I only noticed the treesitter textobject issue because I genuinely started working with 1MB autogen C files at work. So... yeah...

I could go and bug the maintainers to expose a "query over text range* API (they only have query, and node text range separately, I believe. At least of the minimal research I have done; I haven't kept up to date with it). But now that ties into considerations far beyond myself - does this expose state in a way that isn't intuitive? Are we adding composable primitives or just ad hoc adding features into the library to make it faster because of the tighter coupling? etc. etc.

I used to think of all of that as just kind of "bs accidentals" and "why shouldn't we just be able to write the best algorithms possible". As a maintainer of some systems now... nah, the architectural design is sometimes more fun!

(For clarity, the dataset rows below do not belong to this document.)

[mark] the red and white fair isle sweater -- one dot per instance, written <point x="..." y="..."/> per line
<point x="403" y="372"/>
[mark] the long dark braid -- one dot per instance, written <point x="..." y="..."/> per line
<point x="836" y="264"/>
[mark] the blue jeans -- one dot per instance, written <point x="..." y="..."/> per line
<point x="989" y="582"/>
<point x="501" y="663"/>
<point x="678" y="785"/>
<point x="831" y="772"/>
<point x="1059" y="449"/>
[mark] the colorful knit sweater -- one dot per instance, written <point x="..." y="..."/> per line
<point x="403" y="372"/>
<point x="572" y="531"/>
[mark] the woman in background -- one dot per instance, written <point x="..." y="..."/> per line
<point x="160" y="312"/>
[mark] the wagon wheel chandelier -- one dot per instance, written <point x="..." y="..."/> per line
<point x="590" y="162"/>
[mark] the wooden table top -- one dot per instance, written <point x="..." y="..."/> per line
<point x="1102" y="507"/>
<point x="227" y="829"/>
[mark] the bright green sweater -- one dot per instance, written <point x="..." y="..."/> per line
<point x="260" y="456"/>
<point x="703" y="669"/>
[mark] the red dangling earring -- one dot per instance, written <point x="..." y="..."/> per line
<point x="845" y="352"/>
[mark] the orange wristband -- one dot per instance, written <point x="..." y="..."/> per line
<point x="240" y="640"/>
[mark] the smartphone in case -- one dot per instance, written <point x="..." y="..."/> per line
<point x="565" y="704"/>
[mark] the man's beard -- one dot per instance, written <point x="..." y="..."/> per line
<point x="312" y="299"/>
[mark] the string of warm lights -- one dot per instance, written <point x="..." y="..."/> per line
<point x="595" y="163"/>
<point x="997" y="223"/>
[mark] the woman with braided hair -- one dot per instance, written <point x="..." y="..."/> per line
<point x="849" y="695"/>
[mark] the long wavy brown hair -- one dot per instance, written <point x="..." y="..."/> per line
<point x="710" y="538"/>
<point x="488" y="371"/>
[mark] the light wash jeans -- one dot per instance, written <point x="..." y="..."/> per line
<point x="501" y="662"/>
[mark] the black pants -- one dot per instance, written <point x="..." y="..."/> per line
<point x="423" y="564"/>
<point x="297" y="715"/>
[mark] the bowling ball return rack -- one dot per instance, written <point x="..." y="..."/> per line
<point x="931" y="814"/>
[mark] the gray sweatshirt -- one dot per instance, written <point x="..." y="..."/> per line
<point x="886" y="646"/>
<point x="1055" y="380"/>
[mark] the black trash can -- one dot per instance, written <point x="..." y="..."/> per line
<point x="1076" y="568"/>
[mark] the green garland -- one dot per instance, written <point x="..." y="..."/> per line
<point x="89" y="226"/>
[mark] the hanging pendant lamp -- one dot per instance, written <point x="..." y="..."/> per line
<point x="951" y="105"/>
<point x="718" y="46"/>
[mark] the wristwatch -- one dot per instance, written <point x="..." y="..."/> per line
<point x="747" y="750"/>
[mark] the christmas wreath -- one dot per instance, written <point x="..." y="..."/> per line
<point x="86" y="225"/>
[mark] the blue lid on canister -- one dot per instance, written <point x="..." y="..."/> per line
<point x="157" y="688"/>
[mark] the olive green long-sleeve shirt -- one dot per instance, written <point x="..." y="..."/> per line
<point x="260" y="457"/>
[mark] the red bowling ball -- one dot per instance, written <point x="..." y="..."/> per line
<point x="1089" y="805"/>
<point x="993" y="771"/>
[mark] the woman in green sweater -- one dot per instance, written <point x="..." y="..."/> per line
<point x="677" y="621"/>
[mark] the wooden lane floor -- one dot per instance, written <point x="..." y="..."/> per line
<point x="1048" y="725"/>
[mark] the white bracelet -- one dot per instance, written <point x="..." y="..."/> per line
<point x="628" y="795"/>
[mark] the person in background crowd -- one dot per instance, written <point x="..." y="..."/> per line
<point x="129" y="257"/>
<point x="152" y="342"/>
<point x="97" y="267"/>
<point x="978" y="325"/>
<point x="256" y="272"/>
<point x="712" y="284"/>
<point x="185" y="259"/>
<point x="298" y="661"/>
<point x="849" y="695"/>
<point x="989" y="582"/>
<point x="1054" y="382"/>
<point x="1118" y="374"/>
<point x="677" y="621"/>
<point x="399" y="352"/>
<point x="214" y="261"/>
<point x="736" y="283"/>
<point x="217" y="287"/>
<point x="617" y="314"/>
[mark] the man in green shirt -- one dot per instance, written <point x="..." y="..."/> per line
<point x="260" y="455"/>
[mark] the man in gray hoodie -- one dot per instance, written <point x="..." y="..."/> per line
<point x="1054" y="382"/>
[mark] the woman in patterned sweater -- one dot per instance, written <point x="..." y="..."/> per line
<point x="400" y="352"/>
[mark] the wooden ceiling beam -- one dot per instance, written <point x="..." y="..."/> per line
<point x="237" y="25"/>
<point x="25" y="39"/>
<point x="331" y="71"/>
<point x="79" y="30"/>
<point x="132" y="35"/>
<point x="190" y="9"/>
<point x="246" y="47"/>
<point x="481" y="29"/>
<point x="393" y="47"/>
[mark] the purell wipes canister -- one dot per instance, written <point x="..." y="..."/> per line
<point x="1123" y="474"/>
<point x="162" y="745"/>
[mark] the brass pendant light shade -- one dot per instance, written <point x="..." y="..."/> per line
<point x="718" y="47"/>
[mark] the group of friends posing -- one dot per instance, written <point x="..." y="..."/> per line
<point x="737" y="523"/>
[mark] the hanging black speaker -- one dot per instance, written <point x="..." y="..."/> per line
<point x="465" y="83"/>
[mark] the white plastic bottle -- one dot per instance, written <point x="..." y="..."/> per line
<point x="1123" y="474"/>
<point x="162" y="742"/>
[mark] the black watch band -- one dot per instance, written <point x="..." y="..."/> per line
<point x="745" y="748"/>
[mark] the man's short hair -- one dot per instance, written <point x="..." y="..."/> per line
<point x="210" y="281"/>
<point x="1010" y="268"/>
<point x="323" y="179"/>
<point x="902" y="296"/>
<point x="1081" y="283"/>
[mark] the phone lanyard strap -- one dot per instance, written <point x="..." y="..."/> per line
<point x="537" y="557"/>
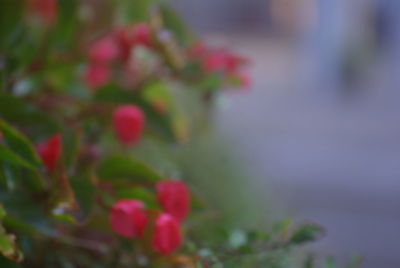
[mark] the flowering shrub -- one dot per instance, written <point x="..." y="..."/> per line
<point x="86" y="87"/>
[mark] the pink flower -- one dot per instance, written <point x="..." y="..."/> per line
<point x="44" y="9"/>
<point x="103" y="51"/>
<point x="96" y="75"/>
<point x="50" y="152"/>
<point x="167" y="234"/>
<point x="128" y="121"/>
<point x="174" y="198"/>
<point x="128" y="218"/>
<point x="244" y="81"/>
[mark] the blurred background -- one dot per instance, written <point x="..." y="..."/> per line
<point x="319" y="132"/>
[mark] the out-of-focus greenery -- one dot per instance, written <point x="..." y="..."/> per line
<point x="60" y="219"/>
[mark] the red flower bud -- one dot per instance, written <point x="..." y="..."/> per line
<point x="103" y="51"/>
<point x="174" y="198"/>
<point x="50" y="151"/>
<point x="97" y="75"/>
<point x="128" y="123"/>
<point x="45" y="9"/>
<point x="128" y="218"/>
<point x="167" y="234"/>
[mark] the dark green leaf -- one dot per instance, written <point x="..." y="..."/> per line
<point x="84" y="193"/>
<point x="126" y="168"/>
<point x="12" y="158"/>
<point x="19" y="143"/>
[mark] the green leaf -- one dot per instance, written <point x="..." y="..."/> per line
<point x="174" y="22"/>
<point x="126" y="168"/>
<point x="307" y="232"/>
<point x="330" y="263"/>
<point x="12" y="158"/>
<point x="6" y="263"/>
<point x="139" y="193"/>
<point x="10" y="17"/>
<point x="84" y="193"/>
<point x="23" y="113"/>
<point x="19" y="143"/>
<point x="8" y="246"/>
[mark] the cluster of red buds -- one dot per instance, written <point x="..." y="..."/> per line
<point x="222" y="61"/>
<point x="116" y="46"/>
<point x="129" y="219"/>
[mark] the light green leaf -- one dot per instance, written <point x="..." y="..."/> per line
<point x="126" y="168"/>
<point x="19" y="143"/>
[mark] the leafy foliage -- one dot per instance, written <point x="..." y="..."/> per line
<point x="59" y="75"/>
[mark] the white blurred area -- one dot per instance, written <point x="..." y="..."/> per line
<point x="321" y="128"/>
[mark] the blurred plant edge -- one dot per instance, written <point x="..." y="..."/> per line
<point x="98" y="100"/>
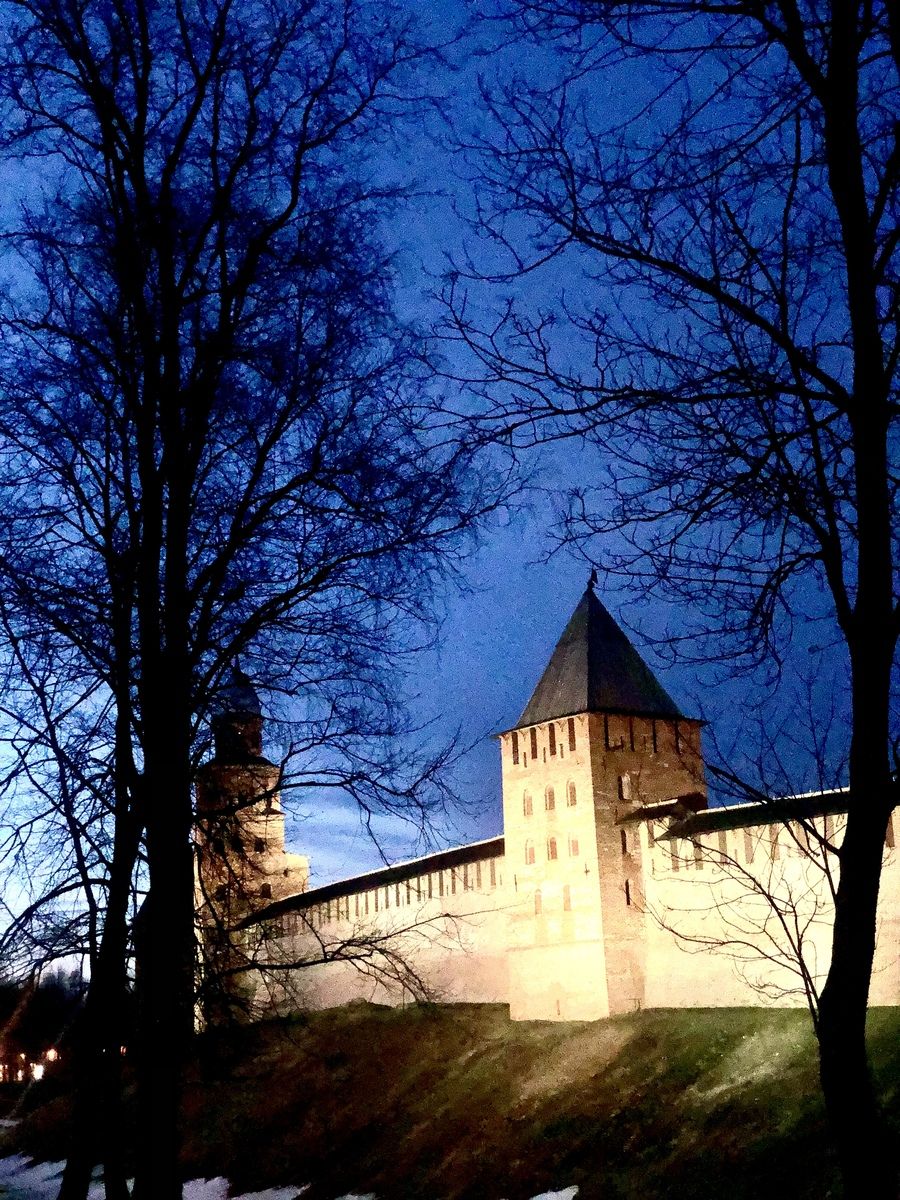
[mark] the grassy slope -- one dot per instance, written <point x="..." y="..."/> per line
<point x="439" y="1103"/>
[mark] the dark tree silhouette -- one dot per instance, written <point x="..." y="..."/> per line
<point x="723" y="181"/>
<point x="215" y="438"/>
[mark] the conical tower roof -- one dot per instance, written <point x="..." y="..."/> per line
<point x="595" y="669"/>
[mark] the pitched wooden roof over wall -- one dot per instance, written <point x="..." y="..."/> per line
<point x="595" y="669"/>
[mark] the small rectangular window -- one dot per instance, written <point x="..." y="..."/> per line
<point x="723" y="847"/>
<point x="749" y="845"/>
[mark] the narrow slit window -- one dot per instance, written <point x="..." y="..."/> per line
<point x="749" y="845"/>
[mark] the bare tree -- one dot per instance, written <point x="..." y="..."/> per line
<point x="721" y="180"/>
<point x="215" y="438"/>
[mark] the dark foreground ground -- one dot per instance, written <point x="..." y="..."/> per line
<point x="459" y="1102"/>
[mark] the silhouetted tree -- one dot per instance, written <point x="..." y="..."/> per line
<point x="723" y="181"/>
<point x="215" y="438"/>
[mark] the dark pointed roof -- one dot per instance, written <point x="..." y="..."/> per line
<point x="595" y="669"/>
<point x="239" y="695"/>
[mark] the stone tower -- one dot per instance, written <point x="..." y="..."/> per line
<point x="599" y="742"/>
<point x="241" y="863"/>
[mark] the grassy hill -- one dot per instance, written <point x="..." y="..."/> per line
<point x="459" y="1102"/>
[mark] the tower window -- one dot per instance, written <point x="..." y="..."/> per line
<point x="749" y="845"/>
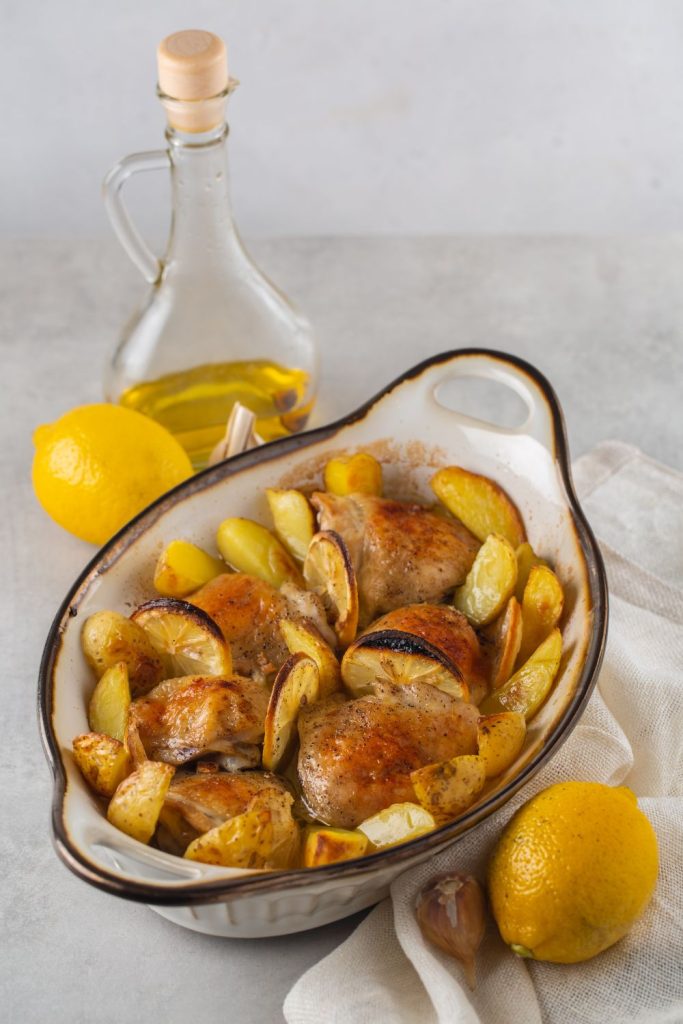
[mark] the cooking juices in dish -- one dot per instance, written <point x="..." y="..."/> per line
<point x="213" y="329"/>
<point x="345" y="682"/>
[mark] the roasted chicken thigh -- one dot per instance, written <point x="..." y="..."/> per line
<point x="194" y="716"/>
<point x="356" y="757"/>
<point x="401" y="552"/>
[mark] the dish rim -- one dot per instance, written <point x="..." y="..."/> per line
<point x="218" y="890"/>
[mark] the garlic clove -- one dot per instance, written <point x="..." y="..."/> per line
<point x="452" y="913"/>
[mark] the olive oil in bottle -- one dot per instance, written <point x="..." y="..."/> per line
<point x="212" y="330"/>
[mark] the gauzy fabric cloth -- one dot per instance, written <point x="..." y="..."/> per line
<point x="632" y="734"/>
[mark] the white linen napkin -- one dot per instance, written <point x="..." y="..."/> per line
<point x="632" y="733"/>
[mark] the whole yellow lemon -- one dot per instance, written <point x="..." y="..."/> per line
<point x="97" y="466"/>
<point x="573" y="869"/>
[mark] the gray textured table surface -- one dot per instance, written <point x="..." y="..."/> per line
<point x="602" y="318"/>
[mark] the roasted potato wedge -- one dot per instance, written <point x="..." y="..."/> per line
<point x="301" y="637"/>
<point x="505" y="635"/>
<point x="185" y="637"/>
<point x="529" y="686"/>
<point x="501" y="737"/>
<point x="353" y="474"/>
<point x="102" y="760"/>
<point x="479" y="503"/>
<point x="293" y="518"/>
<point x="329" y="571"/>
<point x="108" y="638"/>
<point x="447" y="788"/>
<point x="264" y="836"/>
<point x="329" y="846"/>
<point x="108" y="711"/>
<point x="489" y="583"/>
<point x="542" y="607"/>
<point x="135" y="806"/>
<point x="396" y="823"/>
<point x="297" y="683"/>
<point x="398" y="657"/>
<point x="182" y="568"/>
<point x="526" y="559"/>
<point x="250" y="548"/>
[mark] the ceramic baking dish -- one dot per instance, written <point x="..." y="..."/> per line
<point x="410" y="428"/>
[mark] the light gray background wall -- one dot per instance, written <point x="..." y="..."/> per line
<point x="361" y="116"/>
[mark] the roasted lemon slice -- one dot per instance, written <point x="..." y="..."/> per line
<point x="479" y="503"/>
<point x="135" y="806"/>
<point x="396" y="823"/>
<point x="188" y="640"/>
<point x="529" y="686"/>
<point x="489" y="583"/>
<point x="293" y="518"/>
<point x="296" y="684"/>
<point x="329" y="571"/>
<point x="353" y="474"/>
<point x="501" y="737"/>
<point x="301" y="637"/>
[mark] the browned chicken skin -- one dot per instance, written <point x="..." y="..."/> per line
<point x="356" y="757"/>
<point x="401" y="553"/>
<point x="186" y="718"/>
<point x="196" y="804"/>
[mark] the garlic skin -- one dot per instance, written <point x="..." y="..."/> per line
<point x="452" y="913"/>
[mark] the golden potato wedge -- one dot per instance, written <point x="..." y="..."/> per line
<point x="102" y="760"/>
<point x="501" y="738"/>
<point x="526" y="559"/>
<point x="390" y="655"/>
<point x="108" y="638"/>
<point x="302" y="637"/>
<point x="542" y="607"/>
<point x="479" y="503"/>
<point x="182" y="568"/>
<point x="250" y="548"/>
<point x="135" y="806"/>
<point x="396" y="823"/>
<point x="185" y="637"/>
<point x="296" y="684"/>
<point x="293" y="519"/>
<point x="447" y="788"/>
<point x="529" y="686"/>
<point x="353" y="474"/>
<point x="329" y="571"/>
<point x="489" y="583"/>
<point x="108" y="711"/>
<point x="505" y="634"/>
<point x="329" y="846"/>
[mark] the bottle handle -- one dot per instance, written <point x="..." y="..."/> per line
<point x="129" y="237"/>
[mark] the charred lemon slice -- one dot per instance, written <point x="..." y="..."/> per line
<point x="529" y="686"/>
<point x="135" y="806"/>
<point x="489" y="583"/>
<point x="296" y="684"/>
<point x="394" y="656"/>
<point x="396" y="823"/>
<point x="479" y="503"/>
<point x="293" y="518"/>
<point x="301" y="637"/>
<point x="187" y="639"/>
<point x="329" y="571"/>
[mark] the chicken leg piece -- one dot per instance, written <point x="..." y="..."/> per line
<point x="401" y="552"/>
<point x="355" y="758"/>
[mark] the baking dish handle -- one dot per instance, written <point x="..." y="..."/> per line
<point x="543" y="414"/>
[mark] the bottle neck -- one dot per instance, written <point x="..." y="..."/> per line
<point x="202" y="226"/>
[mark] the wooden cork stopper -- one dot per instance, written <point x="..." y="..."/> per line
<point x="193" y="79"/>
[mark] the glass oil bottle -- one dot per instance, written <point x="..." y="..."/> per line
<point x="213" y="330"/>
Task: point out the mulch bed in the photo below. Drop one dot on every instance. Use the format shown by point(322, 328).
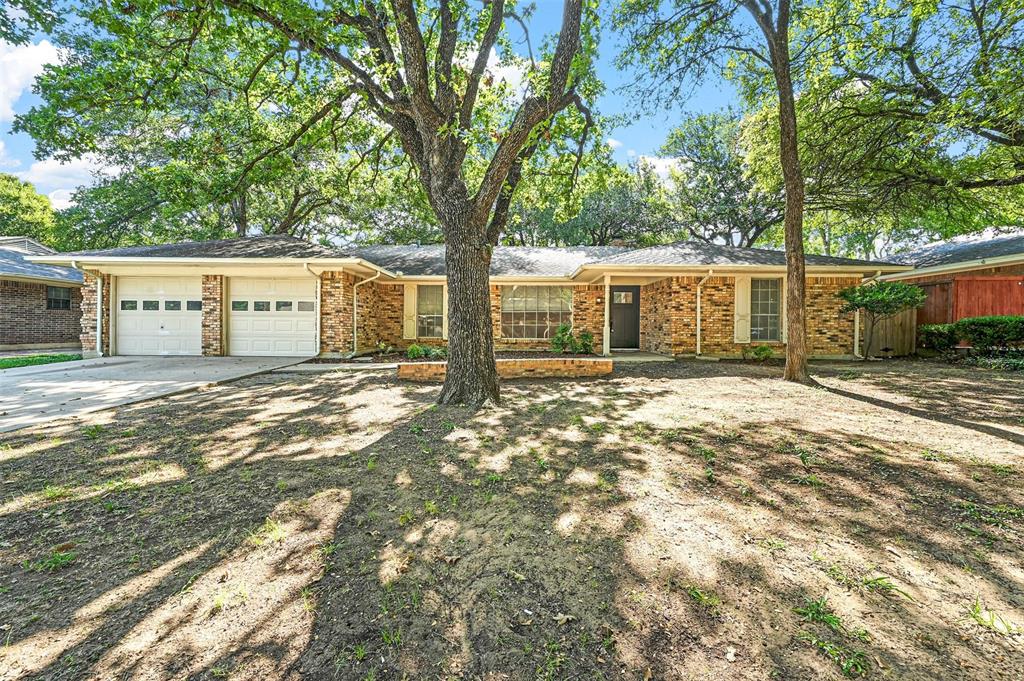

I may not have these super clever flashes of insight anymore but I feel like my horizons have broadened (though part of it is because GPT Pro started 1 shotting my favorite competitive programming problems circa late 2025 D: )

> external services (including the database)

Or even the local filesystem :)

CPU calls are cheap, memory is pretty cheap, disk is bad, spinning disk is very bad, network is 'good luck'.

You can O(pretty bad) most of the time as long as you stay within the right category of those.